But he also insisted there are reasons to be optimistic.
He said that 92 percent of the pool’s grain shipments were delivered in
50 to 100 car unit trains during the first three quarters of fiscal
2002. The resulting transportation incentives helped win it one-third
of the Canadian Wheat Board tenders that were offered.
David Schroeder, an analyst who watches the grain industry in Canada
for Dominion Bond Rating Service in Toronto, said the pool has a few
advantages over some of its competitors. It has 20, 100-car loading
facilities, which Schroeder said is half of the prairie total. As well,
more than half its elevators are in areas that may have normal or
better yields this year.
The pool’s share of the western grain market climbed two points to 23
percent this year, a nine percent gain over 2001.
Schmidt said the company is aware of the tolls that cost cutting, asset
sales and elevator closures have had on workers and communities.
However, he said the pool will now be focused on grain handling through
high efficiency elevators, and farm supply sales.

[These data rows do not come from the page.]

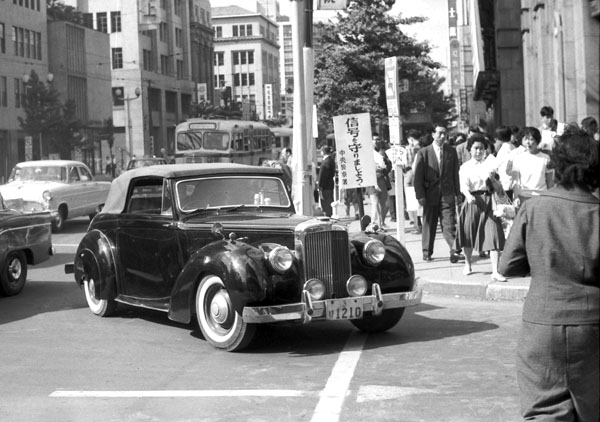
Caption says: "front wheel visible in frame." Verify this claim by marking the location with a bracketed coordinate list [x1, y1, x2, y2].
[83, 276, 117, 317]
[0, 251, 27, 296]
[350, 308, 405, 333]
[196, 276, 256, 352]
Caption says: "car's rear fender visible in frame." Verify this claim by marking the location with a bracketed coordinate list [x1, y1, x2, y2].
[169, 240, 269, 323]
[74, 230, 117, 299]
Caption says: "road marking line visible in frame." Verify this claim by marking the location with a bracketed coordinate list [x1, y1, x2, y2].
[311, 332, 367, 422]
[49, 390, 316, 398]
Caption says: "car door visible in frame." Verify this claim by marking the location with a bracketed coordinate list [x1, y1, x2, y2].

Schroeder said the pool and most other grain companies have the
potential do well if the weather would improve.
In an average weather year he said the company would move eight to nine
million tonnes of grain in a 60-40 Canadian Wheat BoardÐnon board
split, which under normal market conditions would leave the company
capable of $130-$150 million in earnings before interest, depreciation,
taxes and amortization.
However, Schroeder said debt remains the pool’s biggest obstacle. The
company has $775 million in consolidated debt, he said, which has
significant servicing costs.
The pool says it has made all of its payments for this year and
advanced a $25 million payment for this coming November.
Schmidt said the early repayment is part of negotiations with lenders
that are under way to deal with how the drought is affecting the
company.
Four $5-million quarterly instalments of term debt will have to be paid
next year, but $150 million in midterm notes in the form of bonds will
come due in 2004.
“We are working on those issues already,” Schmidt said.
“We will have a plan to deal with those …. Clearly we have lender
support.”
A drought insurance program will also stabilize the pool’s income if
yields fall by more than 10 percent of average.
Even if prairie weather improves and normal conditions return for 2003,
Schmidt said the company would not see significant improvement on the
books until 2005, when grain inventories would start to rebuild.